Citation: Lee S, Kim J, Kong H, Kim Y-S (2024) Ameliorative effects of elderberry (Sambucus nigra L.) extract and extract-derived monosaccharide-amino acid on H2O2-induced decrease in testosterone-deficiency syndrome in a TM3 Leydig cell. PLoS ONE 19(4): e0302403. https://doi.org/10.1371/journal.pone.0302403
Editor: Abeer El Wakil, Alexandria University, EGYPT
Received: November 12, 2023; Accepted: April 1, 2024; Published: April 25, 2024
Copyright: © 2024 Lee et al. This is an open access article distributed under the terms of the Creative Commons Attribution License, which permits unrestricted use, distribution, and reproduction in any medium, provided the original author and source are credited.
Data Availability: All relevant data are within the manuscript and its Supporting Information files.
Funding: This research was supported by a grant from the Technology Development Program (S2778672) funded by the Korea Technology & Infor-mation Promotion Agency for SMEs, TIPA. The funders had no role in study design, data collection and analysis, decision to publish, or preparation of the manuscript.

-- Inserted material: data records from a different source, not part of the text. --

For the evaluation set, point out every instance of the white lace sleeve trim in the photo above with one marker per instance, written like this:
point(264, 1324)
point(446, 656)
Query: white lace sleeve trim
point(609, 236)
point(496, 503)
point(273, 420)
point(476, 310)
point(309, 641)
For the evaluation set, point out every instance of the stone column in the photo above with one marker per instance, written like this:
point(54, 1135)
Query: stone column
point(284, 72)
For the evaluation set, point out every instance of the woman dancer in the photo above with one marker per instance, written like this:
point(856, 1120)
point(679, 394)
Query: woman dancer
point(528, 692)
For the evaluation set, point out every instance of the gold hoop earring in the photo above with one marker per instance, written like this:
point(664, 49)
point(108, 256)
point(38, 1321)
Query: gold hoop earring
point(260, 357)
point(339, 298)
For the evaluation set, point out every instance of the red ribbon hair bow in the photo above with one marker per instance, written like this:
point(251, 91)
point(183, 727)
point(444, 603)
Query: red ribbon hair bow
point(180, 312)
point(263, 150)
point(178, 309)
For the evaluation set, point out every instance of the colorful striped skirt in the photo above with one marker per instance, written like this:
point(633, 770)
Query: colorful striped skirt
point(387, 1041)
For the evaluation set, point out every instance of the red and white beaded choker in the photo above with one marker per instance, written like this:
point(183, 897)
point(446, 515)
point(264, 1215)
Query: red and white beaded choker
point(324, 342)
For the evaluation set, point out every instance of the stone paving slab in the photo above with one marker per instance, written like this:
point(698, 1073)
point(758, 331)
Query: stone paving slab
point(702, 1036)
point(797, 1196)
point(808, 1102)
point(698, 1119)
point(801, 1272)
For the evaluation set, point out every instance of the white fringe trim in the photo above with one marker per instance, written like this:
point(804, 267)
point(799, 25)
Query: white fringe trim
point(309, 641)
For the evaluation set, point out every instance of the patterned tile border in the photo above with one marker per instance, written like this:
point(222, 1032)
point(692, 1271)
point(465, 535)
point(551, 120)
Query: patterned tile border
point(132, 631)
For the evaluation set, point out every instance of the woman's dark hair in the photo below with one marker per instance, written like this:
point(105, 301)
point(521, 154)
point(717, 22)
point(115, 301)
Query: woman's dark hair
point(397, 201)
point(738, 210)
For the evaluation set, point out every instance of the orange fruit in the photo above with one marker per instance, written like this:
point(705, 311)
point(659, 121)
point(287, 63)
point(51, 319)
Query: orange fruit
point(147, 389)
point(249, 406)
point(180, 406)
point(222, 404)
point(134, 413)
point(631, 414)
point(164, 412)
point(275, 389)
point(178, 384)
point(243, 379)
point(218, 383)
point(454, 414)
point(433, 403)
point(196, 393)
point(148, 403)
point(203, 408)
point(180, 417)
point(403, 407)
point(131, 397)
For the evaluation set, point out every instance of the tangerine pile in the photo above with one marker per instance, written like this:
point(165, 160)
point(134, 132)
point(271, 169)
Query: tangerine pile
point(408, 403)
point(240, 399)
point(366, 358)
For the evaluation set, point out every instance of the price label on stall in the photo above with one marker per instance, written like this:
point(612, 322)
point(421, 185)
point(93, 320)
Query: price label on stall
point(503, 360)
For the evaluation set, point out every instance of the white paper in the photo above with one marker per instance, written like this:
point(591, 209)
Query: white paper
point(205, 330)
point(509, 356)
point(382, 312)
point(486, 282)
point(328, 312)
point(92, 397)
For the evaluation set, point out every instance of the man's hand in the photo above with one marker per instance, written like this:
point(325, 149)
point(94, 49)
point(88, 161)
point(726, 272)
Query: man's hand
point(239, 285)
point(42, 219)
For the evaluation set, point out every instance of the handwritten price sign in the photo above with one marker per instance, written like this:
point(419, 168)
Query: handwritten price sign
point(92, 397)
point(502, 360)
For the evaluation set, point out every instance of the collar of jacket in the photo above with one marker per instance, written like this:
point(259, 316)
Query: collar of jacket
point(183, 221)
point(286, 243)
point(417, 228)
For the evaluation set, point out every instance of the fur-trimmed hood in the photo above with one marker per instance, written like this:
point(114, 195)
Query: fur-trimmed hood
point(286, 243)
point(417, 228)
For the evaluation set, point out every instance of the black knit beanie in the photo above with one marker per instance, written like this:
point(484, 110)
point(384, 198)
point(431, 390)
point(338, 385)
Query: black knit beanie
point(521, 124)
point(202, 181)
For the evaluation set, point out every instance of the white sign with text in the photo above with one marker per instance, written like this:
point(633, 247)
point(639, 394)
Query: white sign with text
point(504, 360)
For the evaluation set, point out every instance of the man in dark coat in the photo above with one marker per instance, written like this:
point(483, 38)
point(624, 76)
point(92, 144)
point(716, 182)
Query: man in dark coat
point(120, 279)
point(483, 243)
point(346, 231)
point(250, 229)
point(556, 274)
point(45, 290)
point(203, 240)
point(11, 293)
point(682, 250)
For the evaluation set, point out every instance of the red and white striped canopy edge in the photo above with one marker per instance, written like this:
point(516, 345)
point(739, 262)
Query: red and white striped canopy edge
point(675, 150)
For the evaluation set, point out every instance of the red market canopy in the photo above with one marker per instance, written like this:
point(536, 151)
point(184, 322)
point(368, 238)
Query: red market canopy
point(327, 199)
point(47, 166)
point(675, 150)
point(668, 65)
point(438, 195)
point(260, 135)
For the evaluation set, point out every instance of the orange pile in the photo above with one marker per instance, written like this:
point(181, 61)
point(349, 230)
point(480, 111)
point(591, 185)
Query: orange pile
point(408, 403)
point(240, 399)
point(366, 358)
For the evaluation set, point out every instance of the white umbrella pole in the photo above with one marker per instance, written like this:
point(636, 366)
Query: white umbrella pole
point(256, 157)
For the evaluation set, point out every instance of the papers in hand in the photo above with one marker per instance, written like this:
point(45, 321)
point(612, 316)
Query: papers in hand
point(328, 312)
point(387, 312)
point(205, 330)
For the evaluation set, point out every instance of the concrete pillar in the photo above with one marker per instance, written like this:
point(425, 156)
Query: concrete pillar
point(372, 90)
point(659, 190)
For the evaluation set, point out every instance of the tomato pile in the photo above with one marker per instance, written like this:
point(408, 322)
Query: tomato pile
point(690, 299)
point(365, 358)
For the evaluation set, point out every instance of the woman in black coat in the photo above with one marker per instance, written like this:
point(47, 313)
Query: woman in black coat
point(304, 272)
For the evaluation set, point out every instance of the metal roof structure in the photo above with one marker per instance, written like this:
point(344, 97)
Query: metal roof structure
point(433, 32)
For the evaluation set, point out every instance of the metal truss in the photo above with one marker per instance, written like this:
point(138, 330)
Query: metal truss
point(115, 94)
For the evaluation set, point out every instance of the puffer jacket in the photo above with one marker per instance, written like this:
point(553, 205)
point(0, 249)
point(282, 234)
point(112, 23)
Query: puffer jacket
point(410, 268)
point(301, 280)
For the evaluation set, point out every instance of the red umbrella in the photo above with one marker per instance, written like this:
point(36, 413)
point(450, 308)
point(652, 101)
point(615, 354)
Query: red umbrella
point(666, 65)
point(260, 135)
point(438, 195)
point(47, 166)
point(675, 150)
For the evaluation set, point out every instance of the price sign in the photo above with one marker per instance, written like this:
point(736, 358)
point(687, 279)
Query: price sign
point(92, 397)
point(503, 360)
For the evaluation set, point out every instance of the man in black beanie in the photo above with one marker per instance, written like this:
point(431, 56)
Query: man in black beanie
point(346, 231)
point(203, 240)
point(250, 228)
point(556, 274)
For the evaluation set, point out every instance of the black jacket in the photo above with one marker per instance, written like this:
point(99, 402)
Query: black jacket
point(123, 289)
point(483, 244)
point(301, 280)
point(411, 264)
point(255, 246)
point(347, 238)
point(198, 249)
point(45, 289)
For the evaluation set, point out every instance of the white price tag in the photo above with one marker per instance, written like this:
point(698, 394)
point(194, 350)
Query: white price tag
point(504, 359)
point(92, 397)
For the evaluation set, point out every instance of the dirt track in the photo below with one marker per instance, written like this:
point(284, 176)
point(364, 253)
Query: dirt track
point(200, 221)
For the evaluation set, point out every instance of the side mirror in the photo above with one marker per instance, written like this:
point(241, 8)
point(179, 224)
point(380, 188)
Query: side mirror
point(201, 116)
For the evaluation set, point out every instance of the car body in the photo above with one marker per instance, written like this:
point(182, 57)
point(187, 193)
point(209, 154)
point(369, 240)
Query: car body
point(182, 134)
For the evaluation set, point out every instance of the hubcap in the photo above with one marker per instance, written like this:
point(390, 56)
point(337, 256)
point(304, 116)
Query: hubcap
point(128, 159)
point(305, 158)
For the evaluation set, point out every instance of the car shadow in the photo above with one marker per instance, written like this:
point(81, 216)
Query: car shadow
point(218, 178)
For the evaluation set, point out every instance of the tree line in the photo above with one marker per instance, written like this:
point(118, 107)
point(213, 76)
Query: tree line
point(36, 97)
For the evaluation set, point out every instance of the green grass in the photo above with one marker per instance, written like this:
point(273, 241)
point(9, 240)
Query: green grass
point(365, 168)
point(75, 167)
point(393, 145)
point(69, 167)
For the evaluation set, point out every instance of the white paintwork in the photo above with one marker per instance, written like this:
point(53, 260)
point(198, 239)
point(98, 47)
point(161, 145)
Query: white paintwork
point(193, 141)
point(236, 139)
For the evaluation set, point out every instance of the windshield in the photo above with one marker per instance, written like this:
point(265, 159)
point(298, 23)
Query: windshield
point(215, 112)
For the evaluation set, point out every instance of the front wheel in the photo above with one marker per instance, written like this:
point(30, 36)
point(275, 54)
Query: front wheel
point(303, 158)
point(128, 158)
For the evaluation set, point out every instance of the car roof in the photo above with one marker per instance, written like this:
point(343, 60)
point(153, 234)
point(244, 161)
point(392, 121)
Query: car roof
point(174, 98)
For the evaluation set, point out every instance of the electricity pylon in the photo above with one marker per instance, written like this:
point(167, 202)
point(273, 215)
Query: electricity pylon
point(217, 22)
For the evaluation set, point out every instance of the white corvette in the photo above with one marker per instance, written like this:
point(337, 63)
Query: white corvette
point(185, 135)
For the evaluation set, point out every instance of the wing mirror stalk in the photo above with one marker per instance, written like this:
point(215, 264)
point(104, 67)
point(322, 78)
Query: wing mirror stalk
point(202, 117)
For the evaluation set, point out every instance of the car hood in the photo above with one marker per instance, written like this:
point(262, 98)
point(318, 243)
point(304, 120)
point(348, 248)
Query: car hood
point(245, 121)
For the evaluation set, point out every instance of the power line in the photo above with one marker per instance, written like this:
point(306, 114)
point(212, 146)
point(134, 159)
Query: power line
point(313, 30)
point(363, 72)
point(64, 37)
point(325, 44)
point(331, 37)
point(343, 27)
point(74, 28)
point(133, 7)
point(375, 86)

Competing interests: The authors have declared that no competing interests exist.
Introduction
Globally, the population is aging rapidly. According to the United Nations, the proportion of people aged 65 years and above is projected to double approximately in the next 25 years. Aging is a major social, economic, and cultural concern [1]. As men age, the amount of testosterone produced declines, leading to physical and mental changes, such as reduced libido, reduced sperm production and activity, reduced muscle strength, reduced body hair, depression, lethargy, and osteoporosis. These changes are collectively referred to as testosterone-deficiency syndrome (TDS) [2, 3]. Low testosterone levels are also associated with an increased prevalence of metabolic and cardiovascular disease [4–7]. However, these changes do not always occur simultaneously. One or more of these changes are typically experienced in conjunction with low testosterone levels.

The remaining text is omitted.